The Hawaii Loa Ridge is a hike I did with my friend Janice on a whim one day after being told by someone at work that it had a “bamboo forest” (which it doesn’t). I’ve only done this hike once, but I will always remember its brutality and sinking feeling in my gut when reaching the bottom of the final summit. Although you can see the final ridge from a distance, it doesn’t really sink in until you’re standing at the bottom of it looking up and thinking “what the hell am I about to do?”
The first half of the trail is a pretty mellow trek along dry, stable ground. It has great views, an easy to locate path, and a good amount of shade to keep cool. Surprisingly, there aren’t a lot of steep drop-offs and narrow paths like Ka’au Crater has.
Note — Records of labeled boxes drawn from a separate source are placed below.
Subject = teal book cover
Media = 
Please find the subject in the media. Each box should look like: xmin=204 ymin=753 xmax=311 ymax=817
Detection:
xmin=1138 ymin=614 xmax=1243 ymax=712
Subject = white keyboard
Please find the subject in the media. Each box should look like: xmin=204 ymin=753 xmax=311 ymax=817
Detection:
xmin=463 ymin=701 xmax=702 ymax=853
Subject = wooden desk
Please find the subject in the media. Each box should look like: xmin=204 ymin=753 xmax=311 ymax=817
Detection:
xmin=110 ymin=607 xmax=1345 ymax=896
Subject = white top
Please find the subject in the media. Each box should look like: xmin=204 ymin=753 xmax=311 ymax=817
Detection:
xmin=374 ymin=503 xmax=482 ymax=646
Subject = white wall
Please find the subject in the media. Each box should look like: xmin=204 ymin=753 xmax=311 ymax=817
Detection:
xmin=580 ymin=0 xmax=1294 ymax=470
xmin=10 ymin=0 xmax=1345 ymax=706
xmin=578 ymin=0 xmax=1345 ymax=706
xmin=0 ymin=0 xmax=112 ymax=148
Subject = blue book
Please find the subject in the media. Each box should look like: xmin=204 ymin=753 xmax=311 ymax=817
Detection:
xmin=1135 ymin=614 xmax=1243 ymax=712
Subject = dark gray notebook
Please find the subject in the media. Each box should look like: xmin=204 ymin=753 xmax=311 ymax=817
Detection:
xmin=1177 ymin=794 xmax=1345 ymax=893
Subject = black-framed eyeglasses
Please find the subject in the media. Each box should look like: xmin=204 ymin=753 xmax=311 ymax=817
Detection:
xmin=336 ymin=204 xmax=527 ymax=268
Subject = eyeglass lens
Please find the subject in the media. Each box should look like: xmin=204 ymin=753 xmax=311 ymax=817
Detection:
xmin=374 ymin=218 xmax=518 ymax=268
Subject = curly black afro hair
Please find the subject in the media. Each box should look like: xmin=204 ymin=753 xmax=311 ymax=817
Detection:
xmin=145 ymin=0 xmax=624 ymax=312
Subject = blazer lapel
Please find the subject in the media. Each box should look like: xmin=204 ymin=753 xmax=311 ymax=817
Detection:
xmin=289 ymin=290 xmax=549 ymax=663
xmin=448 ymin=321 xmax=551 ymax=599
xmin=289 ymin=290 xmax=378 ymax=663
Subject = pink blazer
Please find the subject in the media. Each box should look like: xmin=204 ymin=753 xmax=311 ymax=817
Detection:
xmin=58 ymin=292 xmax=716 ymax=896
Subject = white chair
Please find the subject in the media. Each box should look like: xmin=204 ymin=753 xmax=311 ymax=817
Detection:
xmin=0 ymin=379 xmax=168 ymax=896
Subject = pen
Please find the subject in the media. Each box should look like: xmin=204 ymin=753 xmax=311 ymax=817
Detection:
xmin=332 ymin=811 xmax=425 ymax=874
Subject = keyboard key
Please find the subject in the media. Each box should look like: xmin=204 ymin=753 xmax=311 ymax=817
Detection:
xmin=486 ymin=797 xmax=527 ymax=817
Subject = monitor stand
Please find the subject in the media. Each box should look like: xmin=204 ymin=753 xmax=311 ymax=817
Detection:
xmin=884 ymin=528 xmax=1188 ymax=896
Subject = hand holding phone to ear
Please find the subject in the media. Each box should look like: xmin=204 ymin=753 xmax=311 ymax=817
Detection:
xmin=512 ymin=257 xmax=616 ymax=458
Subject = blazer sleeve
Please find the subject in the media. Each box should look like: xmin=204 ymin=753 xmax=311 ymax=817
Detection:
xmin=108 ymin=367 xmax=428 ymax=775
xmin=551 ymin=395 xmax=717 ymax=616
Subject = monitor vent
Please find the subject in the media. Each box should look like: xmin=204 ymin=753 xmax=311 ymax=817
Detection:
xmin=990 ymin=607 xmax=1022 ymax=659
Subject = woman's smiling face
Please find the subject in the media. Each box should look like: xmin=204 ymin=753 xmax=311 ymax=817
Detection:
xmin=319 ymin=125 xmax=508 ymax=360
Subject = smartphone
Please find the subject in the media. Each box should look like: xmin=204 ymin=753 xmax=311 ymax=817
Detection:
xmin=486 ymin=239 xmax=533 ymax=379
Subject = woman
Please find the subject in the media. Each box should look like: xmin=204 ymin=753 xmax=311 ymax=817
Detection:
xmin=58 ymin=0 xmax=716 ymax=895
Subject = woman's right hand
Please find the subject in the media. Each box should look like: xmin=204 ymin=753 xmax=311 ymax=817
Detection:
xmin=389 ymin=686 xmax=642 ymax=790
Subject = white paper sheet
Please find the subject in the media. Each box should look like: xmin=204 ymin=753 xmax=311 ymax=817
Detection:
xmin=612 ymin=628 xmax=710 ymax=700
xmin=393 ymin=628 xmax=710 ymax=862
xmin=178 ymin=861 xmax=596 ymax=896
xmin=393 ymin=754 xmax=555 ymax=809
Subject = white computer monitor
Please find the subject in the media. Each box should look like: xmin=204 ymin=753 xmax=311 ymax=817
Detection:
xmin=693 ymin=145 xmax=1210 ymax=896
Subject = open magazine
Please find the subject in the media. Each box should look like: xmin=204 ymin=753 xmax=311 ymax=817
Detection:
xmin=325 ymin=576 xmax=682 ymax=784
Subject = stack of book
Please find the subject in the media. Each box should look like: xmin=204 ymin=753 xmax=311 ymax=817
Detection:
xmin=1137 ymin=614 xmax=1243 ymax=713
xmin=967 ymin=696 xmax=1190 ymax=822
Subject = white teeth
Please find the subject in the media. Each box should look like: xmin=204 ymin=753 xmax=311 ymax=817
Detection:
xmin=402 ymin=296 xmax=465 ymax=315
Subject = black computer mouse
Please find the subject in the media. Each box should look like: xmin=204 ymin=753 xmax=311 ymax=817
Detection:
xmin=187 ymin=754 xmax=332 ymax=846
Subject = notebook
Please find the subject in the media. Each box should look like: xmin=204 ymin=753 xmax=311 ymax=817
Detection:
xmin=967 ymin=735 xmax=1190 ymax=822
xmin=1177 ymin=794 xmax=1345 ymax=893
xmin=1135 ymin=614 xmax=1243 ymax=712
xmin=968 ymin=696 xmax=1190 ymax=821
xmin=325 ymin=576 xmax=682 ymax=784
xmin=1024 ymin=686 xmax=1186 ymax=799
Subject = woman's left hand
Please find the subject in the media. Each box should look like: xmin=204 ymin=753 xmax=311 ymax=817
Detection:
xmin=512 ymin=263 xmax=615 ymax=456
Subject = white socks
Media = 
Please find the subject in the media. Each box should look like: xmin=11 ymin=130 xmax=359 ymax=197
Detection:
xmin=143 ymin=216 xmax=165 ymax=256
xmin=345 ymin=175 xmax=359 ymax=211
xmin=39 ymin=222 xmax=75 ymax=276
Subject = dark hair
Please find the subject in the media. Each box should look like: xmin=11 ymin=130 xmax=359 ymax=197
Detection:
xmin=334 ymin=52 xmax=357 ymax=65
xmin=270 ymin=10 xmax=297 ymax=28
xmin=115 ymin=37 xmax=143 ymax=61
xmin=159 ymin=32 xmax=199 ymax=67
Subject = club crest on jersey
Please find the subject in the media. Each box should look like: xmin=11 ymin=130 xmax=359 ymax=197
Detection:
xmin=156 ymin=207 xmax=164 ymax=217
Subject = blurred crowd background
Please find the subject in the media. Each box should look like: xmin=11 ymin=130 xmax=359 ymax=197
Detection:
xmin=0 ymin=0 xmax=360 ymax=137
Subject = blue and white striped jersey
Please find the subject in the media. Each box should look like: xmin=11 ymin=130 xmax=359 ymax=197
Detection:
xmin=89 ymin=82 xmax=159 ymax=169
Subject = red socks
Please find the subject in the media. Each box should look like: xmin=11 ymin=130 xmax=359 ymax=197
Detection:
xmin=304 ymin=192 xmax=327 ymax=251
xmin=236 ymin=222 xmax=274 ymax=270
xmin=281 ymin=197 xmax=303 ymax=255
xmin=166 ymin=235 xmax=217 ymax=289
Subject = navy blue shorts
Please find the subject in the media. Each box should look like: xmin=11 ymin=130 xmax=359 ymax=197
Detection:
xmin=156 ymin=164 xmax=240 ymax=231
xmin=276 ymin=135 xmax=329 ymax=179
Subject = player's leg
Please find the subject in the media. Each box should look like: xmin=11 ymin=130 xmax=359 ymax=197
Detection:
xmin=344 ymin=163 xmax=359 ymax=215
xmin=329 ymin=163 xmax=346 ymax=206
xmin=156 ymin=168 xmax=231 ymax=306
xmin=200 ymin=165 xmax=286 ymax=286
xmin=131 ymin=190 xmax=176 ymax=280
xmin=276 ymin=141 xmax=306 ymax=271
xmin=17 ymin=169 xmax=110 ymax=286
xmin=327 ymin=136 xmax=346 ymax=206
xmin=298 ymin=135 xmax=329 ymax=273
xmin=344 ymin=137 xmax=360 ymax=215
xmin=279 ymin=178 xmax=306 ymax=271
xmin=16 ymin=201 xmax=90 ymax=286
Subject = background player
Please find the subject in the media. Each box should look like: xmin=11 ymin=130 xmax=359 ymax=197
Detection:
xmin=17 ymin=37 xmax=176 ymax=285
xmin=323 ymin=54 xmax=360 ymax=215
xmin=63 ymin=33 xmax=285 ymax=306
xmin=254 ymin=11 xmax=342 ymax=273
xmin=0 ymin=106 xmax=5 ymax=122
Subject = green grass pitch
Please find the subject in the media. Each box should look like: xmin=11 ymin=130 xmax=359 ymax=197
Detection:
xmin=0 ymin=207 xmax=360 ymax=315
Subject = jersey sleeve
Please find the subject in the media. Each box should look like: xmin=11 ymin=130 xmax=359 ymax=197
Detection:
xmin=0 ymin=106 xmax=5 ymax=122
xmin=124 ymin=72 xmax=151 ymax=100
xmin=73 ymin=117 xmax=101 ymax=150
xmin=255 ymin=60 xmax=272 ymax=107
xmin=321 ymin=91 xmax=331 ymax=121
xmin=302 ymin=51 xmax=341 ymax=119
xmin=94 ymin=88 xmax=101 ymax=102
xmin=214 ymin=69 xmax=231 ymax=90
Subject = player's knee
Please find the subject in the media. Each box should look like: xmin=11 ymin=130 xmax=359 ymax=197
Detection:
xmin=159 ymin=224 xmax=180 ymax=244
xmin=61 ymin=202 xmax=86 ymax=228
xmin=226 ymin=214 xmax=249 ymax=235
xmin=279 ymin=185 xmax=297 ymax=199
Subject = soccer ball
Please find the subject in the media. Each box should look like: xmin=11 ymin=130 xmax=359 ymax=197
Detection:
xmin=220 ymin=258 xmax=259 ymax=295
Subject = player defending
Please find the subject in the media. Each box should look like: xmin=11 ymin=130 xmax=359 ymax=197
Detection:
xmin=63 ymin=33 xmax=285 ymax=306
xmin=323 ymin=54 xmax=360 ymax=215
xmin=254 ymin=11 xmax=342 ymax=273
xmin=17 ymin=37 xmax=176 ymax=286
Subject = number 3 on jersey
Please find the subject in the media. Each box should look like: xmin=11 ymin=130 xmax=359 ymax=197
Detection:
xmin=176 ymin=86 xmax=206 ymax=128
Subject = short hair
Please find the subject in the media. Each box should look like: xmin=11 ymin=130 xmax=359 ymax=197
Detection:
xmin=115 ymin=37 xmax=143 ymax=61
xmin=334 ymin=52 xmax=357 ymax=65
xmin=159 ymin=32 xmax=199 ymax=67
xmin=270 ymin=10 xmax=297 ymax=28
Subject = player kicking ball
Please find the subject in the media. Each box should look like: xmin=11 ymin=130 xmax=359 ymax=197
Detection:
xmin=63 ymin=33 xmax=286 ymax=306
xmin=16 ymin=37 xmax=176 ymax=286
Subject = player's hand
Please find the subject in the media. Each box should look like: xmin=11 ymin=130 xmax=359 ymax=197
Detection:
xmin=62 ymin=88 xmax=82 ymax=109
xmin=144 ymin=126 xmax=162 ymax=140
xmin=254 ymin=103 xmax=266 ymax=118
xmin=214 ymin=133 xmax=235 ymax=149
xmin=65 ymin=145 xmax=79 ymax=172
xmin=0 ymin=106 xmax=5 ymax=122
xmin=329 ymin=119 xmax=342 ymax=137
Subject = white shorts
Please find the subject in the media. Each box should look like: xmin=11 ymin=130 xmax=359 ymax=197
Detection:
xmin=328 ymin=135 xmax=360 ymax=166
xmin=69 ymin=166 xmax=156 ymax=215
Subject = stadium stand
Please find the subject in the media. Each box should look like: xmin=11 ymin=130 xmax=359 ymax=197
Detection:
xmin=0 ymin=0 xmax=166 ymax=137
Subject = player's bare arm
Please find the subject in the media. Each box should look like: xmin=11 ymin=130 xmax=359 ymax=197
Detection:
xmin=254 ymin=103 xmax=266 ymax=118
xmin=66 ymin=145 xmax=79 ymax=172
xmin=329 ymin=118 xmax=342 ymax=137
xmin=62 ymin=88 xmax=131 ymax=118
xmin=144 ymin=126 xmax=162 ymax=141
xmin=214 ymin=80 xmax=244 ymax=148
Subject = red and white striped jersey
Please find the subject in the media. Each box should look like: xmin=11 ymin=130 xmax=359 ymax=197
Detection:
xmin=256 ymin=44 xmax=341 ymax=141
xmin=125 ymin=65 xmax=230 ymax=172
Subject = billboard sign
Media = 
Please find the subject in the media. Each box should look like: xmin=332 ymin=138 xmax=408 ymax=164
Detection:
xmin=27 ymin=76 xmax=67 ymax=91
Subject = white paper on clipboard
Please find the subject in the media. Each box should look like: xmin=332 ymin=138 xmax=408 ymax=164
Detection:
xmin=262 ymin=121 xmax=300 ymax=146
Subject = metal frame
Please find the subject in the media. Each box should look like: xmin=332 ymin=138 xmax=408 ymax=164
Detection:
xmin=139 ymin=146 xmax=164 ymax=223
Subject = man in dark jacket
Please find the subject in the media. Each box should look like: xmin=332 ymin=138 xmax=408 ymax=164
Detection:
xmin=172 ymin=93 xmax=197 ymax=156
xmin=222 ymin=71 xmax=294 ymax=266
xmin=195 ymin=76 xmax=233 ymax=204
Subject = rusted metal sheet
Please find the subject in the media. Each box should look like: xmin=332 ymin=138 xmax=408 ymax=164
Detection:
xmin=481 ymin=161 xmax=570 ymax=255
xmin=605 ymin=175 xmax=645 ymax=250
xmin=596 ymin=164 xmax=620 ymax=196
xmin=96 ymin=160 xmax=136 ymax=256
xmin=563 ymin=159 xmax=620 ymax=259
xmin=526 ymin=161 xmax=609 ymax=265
Since our friend had told us there was a bamboo forest, the entire time we were hiking we just kept thinking “I wonder where the bamboo is?” Little did we know that there is no bamboo forest on this trail.
After the first section of trail is complete, you’ll find yourself standing at the bottom of the climb up. From a distance, we stopped and just starred at it for a few moments trying to take it all in. It looked as if it ascending straight up. This section is very steep, very muddy and slippery, and will require the use of ropes, which are provided. It half reminded me of the steps along Kuli’ou’ou Ridge and half of Koko Head for its steepness near the top.
Once you finally finish the climb, you can enjoy the beautiful view. It’s almost an identical view to Kuli’ou’ou Ridge (since it ends on the same ridge line), but a much more intense method of reaching it.
Climbing back down can be a pain, so take your time and be very careful. Definitely use the ropes when they are provided.
Elevation: 1,700 ft
Length of hike: The trail is 7 miles, round-trip. It will take between 3 and 4 hours to hike, depending on your conditioning and how often you stop (or slip).
Best time to go: Early on a clear day. Many hikers are disappointed when finishing the hike and unable to see the magnificent views due to the ridge being surrounded by a cloud of mist. Although there is a lot of shade, this is a pretty tough hike for most people and it takes awhile to complete; try to get there early in an attempt to beat as much heat as possible.
Worst time to go: On a wet day. This trail can be slippery on dry days; it can be a disaster on wet days. If it just rained, don’t do this trail.
To gain entry: The trailhead is located within the Hawaii Loa gated community. Stop at the guard shack on the way in. In order to gain access, the driver of the vehicle **MUST** have either a Hawaii state ID/drivers license or a military ID. All other vehicle occupants don’t need to present ID, but will have to sign a liability waiver.